Now that routers are affordable, why should I build a network using Layer 2 switches, which degenerate to broadcasting under poor conditions, and not just use real routing at Layer 3?
Edit: Got some great replies. Let me clarify the question: Of course, at the lowest level, you want to plug your end nodes into a switch, not a router (as demonstrated by AlReece). I'm referring to switches which are used to bridge traffic between segments - that is, switches connected to other switches.
I'm assuming that you're talking about reducing the broadcast domain between all of the nodes. So every broadcast domain in the entire network is 2 nodes.
IPv4:
IPv6:
Both:
UPDATE
The broadcast storms honestly depends on your architecture and services. If you have enough control over a network (rack), the broadcasts can be isolated. Otherwise, isolate based on use case (Servers, Workstations, File Sharing, whatever needs it). I wouldn't try to fit one model into everything if it doesn't fit.

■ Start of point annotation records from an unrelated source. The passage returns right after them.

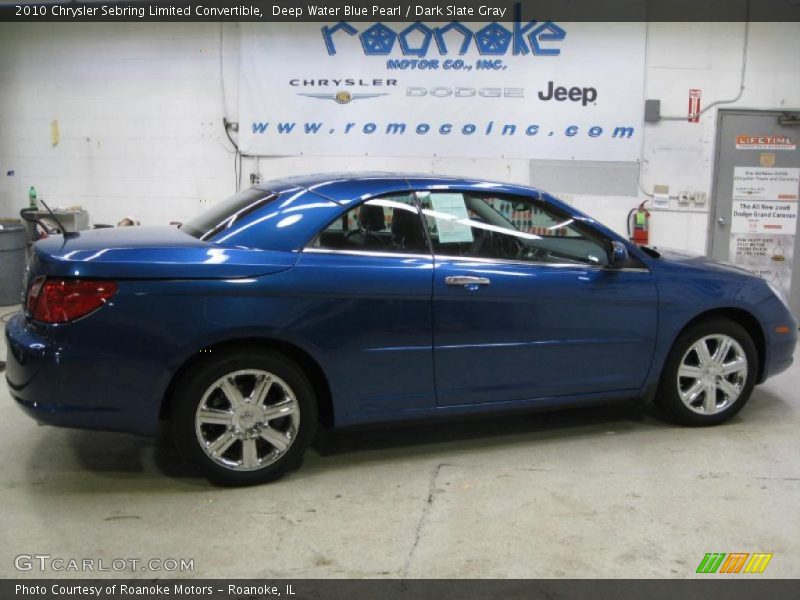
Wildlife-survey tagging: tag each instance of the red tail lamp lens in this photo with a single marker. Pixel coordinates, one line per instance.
(62, 300)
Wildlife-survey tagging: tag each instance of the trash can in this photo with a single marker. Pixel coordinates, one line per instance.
(12, 263)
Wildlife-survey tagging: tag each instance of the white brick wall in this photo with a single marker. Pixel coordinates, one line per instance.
(140, 110)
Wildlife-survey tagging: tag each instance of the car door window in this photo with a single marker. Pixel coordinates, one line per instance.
(389, 224)
(481, 225)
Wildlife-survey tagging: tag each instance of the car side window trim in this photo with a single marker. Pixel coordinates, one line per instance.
(537, 264)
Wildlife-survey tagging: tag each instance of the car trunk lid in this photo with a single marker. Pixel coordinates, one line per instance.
(150, 253)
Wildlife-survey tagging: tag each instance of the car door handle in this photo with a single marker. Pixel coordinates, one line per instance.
(467, 281)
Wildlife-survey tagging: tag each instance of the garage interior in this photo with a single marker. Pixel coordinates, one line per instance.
(133, 120)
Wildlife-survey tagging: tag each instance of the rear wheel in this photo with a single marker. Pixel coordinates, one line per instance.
(244, 417)
(709, 374)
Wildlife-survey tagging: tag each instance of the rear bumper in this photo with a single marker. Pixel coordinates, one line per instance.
(61, 386)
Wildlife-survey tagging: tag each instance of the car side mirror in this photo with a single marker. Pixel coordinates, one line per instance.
(618, 255)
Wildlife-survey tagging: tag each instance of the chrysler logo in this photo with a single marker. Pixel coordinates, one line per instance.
(340, 97)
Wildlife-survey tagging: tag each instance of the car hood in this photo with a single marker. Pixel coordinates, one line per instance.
(151, 252)
(700, 261)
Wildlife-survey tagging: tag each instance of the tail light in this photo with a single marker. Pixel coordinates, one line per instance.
(62, 300)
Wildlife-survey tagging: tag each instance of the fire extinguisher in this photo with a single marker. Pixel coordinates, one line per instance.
(639, 225)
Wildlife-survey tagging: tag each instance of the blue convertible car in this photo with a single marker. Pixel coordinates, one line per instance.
(368, 297)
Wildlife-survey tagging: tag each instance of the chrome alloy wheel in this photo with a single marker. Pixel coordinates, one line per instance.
(247, 420)
(712, 374)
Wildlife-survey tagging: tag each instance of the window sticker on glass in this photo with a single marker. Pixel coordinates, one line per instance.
(452, 218)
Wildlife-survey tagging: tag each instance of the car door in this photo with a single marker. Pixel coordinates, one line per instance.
(365, 287)
(525, 305)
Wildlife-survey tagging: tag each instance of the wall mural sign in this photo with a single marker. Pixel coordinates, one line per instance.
(764, 222)
(511, 89)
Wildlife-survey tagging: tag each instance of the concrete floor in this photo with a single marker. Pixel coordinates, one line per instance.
(604, 492)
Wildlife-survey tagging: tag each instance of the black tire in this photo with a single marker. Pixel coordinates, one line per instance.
(202, 385)
(712, 330)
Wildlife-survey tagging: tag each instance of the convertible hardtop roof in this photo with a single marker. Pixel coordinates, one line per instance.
(347, 187)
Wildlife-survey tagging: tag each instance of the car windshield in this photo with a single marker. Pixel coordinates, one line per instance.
(224, 214)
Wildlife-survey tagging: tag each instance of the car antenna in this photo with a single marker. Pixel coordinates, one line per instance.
(64, 232)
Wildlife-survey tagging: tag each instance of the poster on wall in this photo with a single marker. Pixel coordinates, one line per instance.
(765, 255)
(765, 200)
(764, 222)
(528, 89)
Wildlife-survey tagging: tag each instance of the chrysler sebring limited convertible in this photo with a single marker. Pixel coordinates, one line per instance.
(359, 298)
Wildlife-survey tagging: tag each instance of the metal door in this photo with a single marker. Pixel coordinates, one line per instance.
(756, 186)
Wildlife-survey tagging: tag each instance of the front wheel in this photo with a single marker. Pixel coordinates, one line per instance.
(709, 374)
(244, 417)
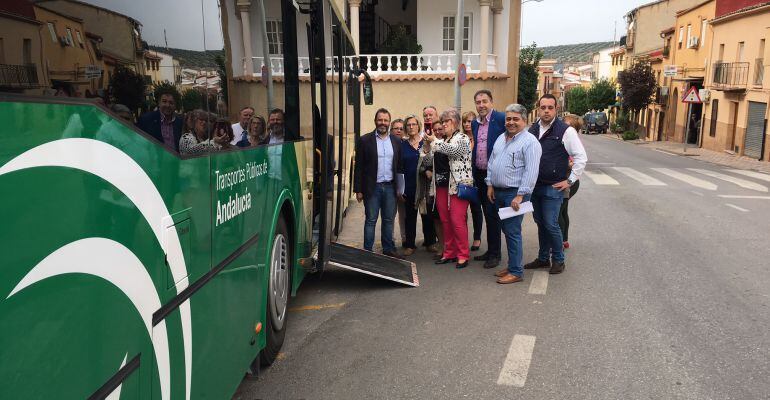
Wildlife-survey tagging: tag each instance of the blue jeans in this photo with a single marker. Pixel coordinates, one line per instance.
(382, 200)
(512, 230)
(547, 204)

Even after isolating the problem and having your network set up. Configure the switches so that they send a SNMP trap when they detect a broadcast storm (when they can). A lot of switches can be configure to prevent the impact of a broadcast storm (it should minify the effects until an administrator can deal with it). Dealing with it is important, it could mean that a user is trying to attack your network from the inside, a network configuration problem, human error, rouge devices, compromised equipment, etc (usually not good)
Typically, switching is faster than routing (there's no hierarchy, so there's at least a chance for fewer lookups). However, switching is not (typically) hierarchical, so you need (potentially) larger state tables ("MAC forwarding tables") in each device.

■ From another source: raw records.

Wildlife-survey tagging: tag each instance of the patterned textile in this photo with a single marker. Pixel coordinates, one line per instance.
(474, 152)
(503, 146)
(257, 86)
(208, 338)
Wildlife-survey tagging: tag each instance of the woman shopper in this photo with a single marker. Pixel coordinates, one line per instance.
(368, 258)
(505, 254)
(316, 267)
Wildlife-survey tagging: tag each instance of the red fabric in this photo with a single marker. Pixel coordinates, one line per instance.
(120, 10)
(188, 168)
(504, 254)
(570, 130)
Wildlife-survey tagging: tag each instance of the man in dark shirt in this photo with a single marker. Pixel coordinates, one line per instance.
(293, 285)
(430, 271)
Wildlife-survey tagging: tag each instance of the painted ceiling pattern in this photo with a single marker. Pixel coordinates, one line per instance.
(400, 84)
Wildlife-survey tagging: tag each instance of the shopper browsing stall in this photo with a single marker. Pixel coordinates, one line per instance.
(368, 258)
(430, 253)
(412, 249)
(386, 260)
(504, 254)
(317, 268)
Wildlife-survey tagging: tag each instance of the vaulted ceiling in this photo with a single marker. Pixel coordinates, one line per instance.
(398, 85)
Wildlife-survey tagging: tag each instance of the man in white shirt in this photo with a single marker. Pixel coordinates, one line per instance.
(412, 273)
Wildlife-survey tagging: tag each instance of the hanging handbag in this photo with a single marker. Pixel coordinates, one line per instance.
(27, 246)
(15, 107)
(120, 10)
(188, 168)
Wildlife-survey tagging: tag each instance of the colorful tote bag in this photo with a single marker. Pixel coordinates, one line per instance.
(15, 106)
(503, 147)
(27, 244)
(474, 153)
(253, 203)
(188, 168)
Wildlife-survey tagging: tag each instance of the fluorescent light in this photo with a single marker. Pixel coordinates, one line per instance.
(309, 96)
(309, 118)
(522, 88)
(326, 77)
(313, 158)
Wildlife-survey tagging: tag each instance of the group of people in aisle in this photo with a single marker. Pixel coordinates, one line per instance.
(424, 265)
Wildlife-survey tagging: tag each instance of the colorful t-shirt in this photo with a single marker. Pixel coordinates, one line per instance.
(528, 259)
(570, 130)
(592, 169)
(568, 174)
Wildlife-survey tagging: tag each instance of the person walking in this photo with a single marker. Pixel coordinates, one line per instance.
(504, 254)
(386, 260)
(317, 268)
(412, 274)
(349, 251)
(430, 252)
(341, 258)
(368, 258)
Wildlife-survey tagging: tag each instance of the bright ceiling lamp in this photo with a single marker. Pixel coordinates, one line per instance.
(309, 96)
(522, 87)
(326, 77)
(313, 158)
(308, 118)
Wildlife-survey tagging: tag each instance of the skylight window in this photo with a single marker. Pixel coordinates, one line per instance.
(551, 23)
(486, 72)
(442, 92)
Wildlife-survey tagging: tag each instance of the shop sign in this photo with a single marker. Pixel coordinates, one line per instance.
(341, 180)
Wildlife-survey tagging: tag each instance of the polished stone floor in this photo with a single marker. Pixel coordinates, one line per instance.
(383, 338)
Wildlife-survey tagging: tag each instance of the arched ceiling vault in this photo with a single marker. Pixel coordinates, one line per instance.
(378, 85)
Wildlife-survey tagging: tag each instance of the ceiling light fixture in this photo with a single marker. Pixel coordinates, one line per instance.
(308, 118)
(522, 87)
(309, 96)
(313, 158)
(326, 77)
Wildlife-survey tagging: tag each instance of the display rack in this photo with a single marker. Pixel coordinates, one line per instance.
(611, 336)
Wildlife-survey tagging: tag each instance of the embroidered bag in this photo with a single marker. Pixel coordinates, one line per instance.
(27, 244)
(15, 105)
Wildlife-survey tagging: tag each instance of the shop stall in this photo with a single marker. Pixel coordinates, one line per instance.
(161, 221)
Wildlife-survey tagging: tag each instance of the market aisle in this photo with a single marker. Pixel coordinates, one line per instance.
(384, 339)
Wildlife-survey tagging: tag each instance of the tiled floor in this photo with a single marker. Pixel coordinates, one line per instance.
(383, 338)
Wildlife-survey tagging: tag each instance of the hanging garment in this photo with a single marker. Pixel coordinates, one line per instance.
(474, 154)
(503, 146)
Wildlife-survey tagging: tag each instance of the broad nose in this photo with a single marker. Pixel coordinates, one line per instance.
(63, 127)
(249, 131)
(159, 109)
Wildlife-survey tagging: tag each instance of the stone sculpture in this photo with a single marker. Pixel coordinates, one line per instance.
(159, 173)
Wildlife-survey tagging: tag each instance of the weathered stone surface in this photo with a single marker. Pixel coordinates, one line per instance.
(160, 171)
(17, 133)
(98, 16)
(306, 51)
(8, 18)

The assumption that routing tables are smaller relies on having a decent hierarchy of IP addresses, if you need to have a routing table that contains a /32 for each of your end nodes, you have not won anything (the routing table isn't any smaller than the MAC fdb, it's not nearly as trivial to auto-generate, as it relies on a routing protocol instead of packet inspection, if you ever run out of routing-table-space, there is no graceful degradation (or, as you put it "degenerate to broadcating"), it'd just Stop Working).
So, all in all, if I were to build a network, I'd use routed links between larger, switched, networks, trying to get the best of both worlds.
Four things I can think of:
Layer 2 is simpler than layer 3, so presumably network devices can handle it more quickly with less overhead than layer 3.
There have been many years of work on switching so it's extremely robust and well-understood.
Some protocols only work at layer 2, for example spanning tree to prevent broadcast storms.
Switching devices are cheaper than routing devices, so your costs are lower.